一方で、多くのアバターコミュニケーションサービスはエンターテインメントを主軸に設計されており、センシティブな話題や支援行動を前面に出すことは、サービスの世界観や利用文脈と必ずしも一致しない場合があります。そこで本研究では、プラットフォーマーが自然に促進しやすい「アバターのカスタマイズ」に着目し、カスタマイズ → アバターへの同一視(avatar identification) → ソーシャルサポート・満足度へとつながる心理・行動メカニズムを、統合的に検証しました。

研究の主な結果

本研究の分析から、主に以下が示されました。

1. アバターのカスタマイズ頻度は、その後の「アバター同一視」を高める
より頻繁にアバターをカスタマイズするユーザーほど、後の時点で「自分とアバターの結びつき(同一視)」が高まる傾向が確認されました。

2. 「アバター同一視」と「オンライン・ソーシャルサポート」は相互に高め合う(正のフィードバック)
アバター同一視が高いほど、その後のオンライン・ソーシャルサポートが高まり、逆にソーシャルサポートの高さも、その後のアバター同一視を高める関係が示されました。

3. アバター同一視とオンライン・ソーシャルサポートは、その後のユーザー満足度と正に関連
アバター同一視およびオンライン・ソーシャルサポートが高いほど、後の時点でのユーザー満足度指標が高い傾向が確認されました。
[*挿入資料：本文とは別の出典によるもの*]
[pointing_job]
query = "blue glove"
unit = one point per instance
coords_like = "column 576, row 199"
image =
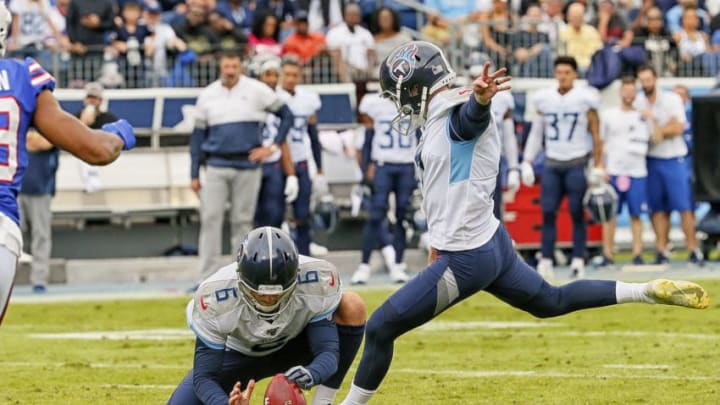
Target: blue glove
column 124, row 130
column 300, row 376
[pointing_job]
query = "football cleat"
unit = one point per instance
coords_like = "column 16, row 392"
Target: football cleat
column 677, row 292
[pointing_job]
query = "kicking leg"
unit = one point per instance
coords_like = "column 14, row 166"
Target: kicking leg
column 523, row 288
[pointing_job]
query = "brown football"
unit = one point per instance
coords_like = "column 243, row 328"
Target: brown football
column 280, row 391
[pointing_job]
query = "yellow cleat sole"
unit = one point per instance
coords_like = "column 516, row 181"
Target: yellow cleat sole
column 678, row 292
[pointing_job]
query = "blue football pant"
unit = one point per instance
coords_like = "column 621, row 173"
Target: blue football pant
column 454, row 276
column 556, row 183
column 301, row 209
column 398, row 179
column 270, row 209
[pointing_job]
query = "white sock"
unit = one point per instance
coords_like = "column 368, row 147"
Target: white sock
column 357, row 396
column 631, row 292
column 324, row 395
column 388, row 253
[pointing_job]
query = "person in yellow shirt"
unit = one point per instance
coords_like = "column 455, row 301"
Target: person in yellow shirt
column 578, row 39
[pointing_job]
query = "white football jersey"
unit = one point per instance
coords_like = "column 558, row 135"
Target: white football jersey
column 457, row 179
column 565, row 124
column 388, row 145
column 627, row 137
column 270, row 131
column 303, row 105
column 222, row 319
column 667, row 105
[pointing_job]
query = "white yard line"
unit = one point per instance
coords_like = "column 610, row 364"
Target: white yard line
column 37, row 364
column 639, row 366
column 548, row 374
column 140, row 386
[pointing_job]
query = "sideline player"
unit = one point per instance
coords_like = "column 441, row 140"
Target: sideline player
column 390, row 168
column 26, row 100
column 668, row 174
column 279, row 183
column 273, row 311
column 627, row 134
column 458, row 159
column 568, row 122
column 304, row 106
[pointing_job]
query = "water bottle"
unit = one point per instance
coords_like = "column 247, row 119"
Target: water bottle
column 133, row 54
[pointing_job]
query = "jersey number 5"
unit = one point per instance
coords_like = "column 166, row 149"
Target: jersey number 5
column 553, row 120
column 9, row 138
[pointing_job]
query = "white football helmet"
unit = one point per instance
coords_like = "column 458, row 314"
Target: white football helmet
column 5, row 20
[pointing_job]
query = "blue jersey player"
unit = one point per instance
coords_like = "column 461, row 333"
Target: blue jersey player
column 279, row 183
column 458, row 159
column 26, row 100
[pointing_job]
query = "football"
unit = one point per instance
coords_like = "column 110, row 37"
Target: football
column 280, row 391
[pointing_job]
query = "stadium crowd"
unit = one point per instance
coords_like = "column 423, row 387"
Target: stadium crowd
column 170, row 43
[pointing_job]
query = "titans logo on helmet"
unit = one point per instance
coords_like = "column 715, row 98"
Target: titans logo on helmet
column 403, row 63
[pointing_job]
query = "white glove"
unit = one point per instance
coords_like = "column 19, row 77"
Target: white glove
column 596, row 177
column 513, row 180
column 320, row 185
column 292, row 187
column 527, row 174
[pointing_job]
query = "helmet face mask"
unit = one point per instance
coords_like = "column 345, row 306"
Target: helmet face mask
column 408, row 77
column 267, row 268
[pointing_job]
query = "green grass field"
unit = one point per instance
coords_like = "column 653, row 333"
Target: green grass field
column 480, row 352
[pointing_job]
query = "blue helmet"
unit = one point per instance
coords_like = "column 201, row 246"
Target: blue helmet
column 601, row 202
column 267, row 265
column 410, row 75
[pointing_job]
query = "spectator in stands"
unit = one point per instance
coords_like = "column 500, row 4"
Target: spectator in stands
column 302, row 43
column 264, row 39
column 227, row 142
column 127, row 44
column 351, row 46
column 553, row 20
column 284, row 10
column 32, row 28
column 495, row 32
column 674, row 16
column 532, row 53
column 160, row 40
column 229, row 36
column 659, row 45
column 196, row 32
column 322, row 14
column 36, row 193
column 94, row 117
column 88, row 22
column 241, row 13
column 444, row 13
column 386, row 31
column 578, row 39
column 696, row 57
column 612, row 25
column 436, row 30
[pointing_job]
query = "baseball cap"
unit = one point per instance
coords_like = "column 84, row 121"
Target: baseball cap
column 94, row 89
column 301, row 15
column 153, row 7
column 270, row 64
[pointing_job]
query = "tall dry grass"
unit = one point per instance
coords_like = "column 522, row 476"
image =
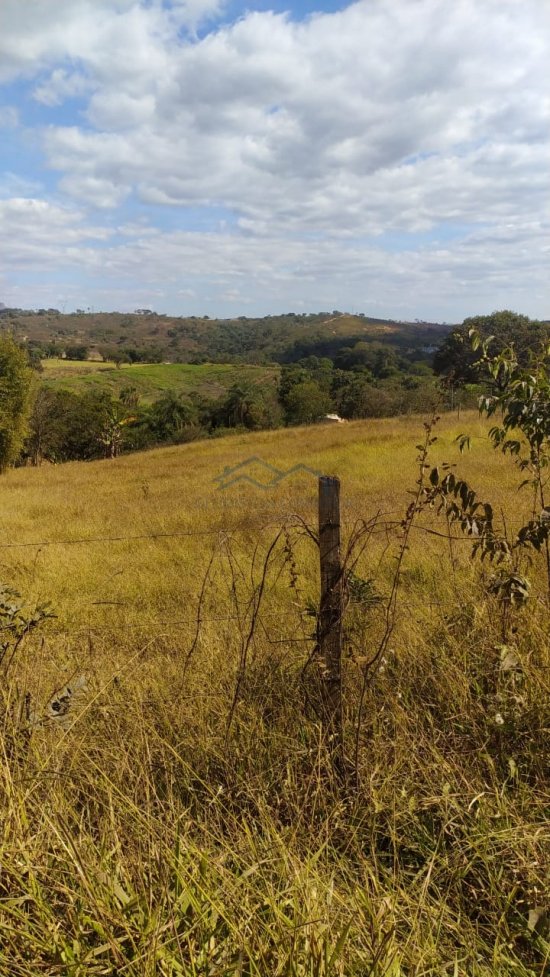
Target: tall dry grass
column 142, row 835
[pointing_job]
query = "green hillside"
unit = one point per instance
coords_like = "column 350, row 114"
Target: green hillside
column 149, row 380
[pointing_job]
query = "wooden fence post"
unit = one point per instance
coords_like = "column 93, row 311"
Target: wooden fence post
column 330, row 617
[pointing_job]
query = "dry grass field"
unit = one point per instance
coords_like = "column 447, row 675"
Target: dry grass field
column 168, row 806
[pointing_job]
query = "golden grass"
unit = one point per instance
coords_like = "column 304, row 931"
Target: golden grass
column 142, row 837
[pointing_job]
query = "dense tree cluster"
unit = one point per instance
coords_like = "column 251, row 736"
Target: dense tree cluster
column 362, row 377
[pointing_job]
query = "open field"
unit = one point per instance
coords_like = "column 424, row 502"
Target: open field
column 152, row 379
column 180, row 818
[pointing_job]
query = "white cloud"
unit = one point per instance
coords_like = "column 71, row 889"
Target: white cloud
column 9, row 117
column 321, row 137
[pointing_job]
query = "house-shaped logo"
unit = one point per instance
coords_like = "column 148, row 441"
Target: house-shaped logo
column 255, row 471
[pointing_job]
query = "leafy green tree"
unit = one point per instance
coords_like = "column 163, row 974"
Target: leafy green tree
column 76, row 352
column 247, row 405
column 458, row 362
column 16, row 391
column 519, row 396
column 170, row 414
column 307, row 403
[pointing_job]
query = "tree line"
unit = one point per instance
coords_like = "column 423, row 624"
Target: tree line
column 365, row 379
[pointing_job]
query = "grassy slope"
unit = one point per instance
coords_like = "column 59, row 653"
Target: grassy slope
column 151, row 843
column 150, row 380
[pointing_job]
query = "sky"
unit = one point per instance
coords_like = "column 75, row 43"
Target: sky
column 202, row 157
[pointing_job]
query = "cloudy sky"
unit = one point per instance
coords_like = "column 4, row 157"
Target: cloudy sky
column 206, row 157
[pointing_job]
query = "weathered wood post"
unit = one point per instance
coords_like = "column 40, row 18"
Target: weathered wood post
column 330, row 617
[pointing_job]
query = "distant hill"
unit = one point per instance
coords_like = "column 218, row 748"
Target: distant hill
column 146, row 336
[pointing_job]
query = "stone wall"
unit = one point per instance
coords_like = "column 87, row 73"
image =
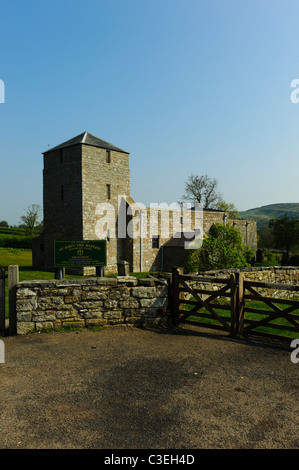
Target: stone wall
column 88, row 302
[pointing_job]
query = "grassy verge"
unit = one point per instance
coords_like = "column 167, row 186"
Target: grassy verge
column 22, row 258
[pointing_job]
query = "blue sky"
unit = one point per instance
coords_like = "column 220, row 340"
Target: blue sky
column 193, row 86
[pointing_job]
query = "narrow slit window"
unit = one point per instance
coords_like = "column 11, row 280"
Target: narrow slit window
column 155, row 241
column 108, row 189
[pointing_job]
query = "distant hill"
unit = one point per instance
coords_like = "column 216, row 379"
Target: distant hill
column 263, row 214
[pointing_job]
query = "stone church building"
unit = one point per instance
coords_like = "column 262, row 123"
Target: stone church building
column 86, row 196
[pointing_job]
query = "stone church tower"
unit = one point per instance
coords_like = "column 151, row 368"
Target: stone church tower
column 78, row 175
column 86, row 173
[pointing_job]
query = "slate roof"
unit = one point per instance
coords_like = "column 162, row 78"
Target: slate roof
column 87, row 139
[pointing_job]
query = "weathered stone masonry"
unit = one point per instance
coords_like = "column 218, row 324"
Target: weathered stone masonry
column 88, row 302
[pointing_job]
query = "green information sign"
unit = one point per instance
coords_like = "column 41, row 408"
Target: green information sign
column 74, row 254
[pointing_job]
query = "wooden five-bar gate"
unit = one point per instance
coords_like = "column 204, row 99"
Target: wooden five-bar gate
column 235, row 305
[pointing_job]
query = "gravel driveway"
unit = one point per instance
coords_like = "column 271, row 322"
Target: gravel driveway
column 131, row 388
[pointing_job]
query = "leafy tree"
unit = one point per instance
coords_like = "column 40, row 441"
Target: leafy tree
column 203, row 190
column 230, row 207
column 285, row 231
column 30, row 220
column 223, row 248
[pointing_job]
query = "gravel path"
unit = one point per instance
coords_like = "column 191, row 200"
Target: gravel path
column 130, row 388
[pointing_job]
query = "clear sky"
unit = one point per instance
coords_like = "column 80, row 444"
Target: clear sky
column 185, row 86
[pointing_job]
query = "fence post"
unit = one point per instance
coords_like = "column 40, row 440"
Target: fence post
column 13, row 279
column 234, row 304
column 2, row 302
column 240, row 303
column 176, row 294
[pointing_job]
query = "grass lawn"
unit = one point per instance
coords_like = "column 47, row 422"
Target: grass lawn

4. カスタマイズは、アバター同一視を介してソーシャルサポート/満足度を高める間接効果を持つ
カスタマイズ頻度は、アバター同一視の向上を介して、オンライン・ソーシャルサポートやユーザー満足度へと波及する間接的な効果が示されました。

本研究成果の意義とビジネスへの活用可能性

本研究は、アバターコミュニケーションにおける「カスタマイズ」が、単なる装飾行動にとどまらず、アバター同一視を強め、ソーシャルサポートと満足度の向上につながる可能性を示したものです。

プラットフォーマーにとって重要なのは、アバターのカスタマイズは、以下のようにサービス運営と自然に整合する “実装しやすい介入ポイント” である点です。

・新アイテムの継続的な提供
・季節イベント(例:ハロウィン等)に合わせた着せ替え企画
・参加動機を高めるコーデ/ルーム演出の導線改善

こうした施策を通じてユーザーのカスタマイズ頻度が高まれば、アバター同一視 ↔ ソーシャルサポートの正の循環が立ち上がり、ユーザーのウェルビーイングに資する体験価値の向上と、サービスの満足度向上の両立(win-win)につながることが期待されます。

論文情報

・掲載誌:Cyberpsychology, Behavior, and Social Networking
・論文タイトル:Avatar Customization Predicts Subsequent Online Social Support and User Satisfaction via Avatar Identification
・著者:高野雅典(サイバーエージェント/慶應義塾大学)、横谷謙次(徳島大学)、加藤隆弘(北海道大学)、阿部修士(京都大学)、高史明(東洋大学)
・DOI:10.1177/21522715261423782
・URL: https://doi.org/10.1177/21522715261423782


学際的情報科学センターは今後も、より安心して利用いただけるサービス運営に繋がるよう、外部の研究機関と協働し、情報科学とその隣接領域における学術的な知見に基づいた研究開発に努めてまいります。